Pens Playoff Paradox

Posted by on Friday, June 17, 2016 in National Hockey League.

Interview with Pittsburgh Post-Gazette.

  • How rare is it in sports that a team previously put up for sale ended up winning the championship? I can’t find much on this.

It is not very common for a winning club to go on the market, as a matter of fact the reverse is more likely to be true. When a club is on the market value maximizing owners typically slash the payroll to reduce negative cash flow and increase the present value of the franchise.

NHL clubs can make money in the playoffs, but winning a championship is very expensive and usually a losing financial proposition. One of the key indicators that a sports club is on the market is a rapid decline in payroll to increase net cash flow and stoke the club’s value.

  • You estimated development rights add up to about $100 million of the Penguins’ value, according to this article. Does that still hold true? How did you come up with that estimate?

The development rights are still valuable and in the case of the Pens they may be the difference maker. The estimate was a ballpark figure. I expected the Pens to go for as much as $700 million including the average base franchise value of $500 million, $100 million in development rights and an additional $100 million premium paid by the winner in a monopoly franchise auction.

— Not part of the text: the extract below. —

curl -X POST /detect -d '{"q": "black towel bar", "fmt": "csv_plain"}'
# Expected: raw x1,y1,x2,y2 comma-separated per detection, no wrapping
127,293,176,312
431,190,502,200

This premium is called the winners curse because the ultimate buyer submits the highest bid and not the average bid, which is usually a fairly accurate estimate of the fundamental value of the club. In the case of the NBA LA Clippers for example the true value of the Clippers was probably $1.6 billion but the winning bid was a systematically biased $2 billion. Same was true for the Buffalo Bills with a value of $1.2 billion and final selling price at $1.4 billion.

  • What else may affect the sale of the Penguins?

There are two additional factors adversely affecting the possible price of the Pens. The first internal factor is the unbalanced salary cap structure of the new Stanley Cup Champs. Almost one half of the estimated $74 million cap space is taken up by the top four Penguins not even including Fleury. This talent depth no doubt won Lord Stanley’s Cup on the ice but the resulting payroll structure of the Pens drives down its asset value in the open market.

The second external factor is the League’s simultaneous flirtation with ill-advised expansion into Vegas for a fee of $500 million and the flooding of the current franchise market with the Carolina Hurricanes for an estimated price well south of $500 million. This flooded market effectively removes the monopoly auction bias from the winners curse and deflates the expected price of the Pens to $600 million.


. Can you expand on the very last point you make, regarding the flooded market?

Sure, on the auction bias: If there is only one seller and many buyers (monopoly auction) then there is a systematic upward bias in the price. For example in the LA Clips sale to Ballmer there were 3 bids: $1.2 billion, $1.6 billion and $2 billion. The average or mean bid of $1.6 billion was probably right on the money based on fundamental forces like cash flow, but the Clippers were sold to the highest bidder at $2 billion with an upward bias of $400 million.

The same would be true for the Pens if they were the only NHL team on the market, but they are currently one of 3 or maybe even four clubs available for a price much lower than the $750 million asked. This removes the monopoly power of the NHL or more specifically the Pens and drives the price down closer to the expected present value of its future cash flows.

Given the current salary structure of the Stanley Cup Champion Pens the fundamental franchise price could ironically be as low as the League average $500 million, and the open market price could be as low as $600 million including an $100 million bonus from development rights. The NHL expansion flirtation especially ill-advisedly into Vegas is hammering the Pens potential closed market monopoly price by removing their monopoly auction bias. The NHL is essentially competing against itself in Pittsburgh and Carolina by opening the market and costing the Pens possibly as much as $100 million.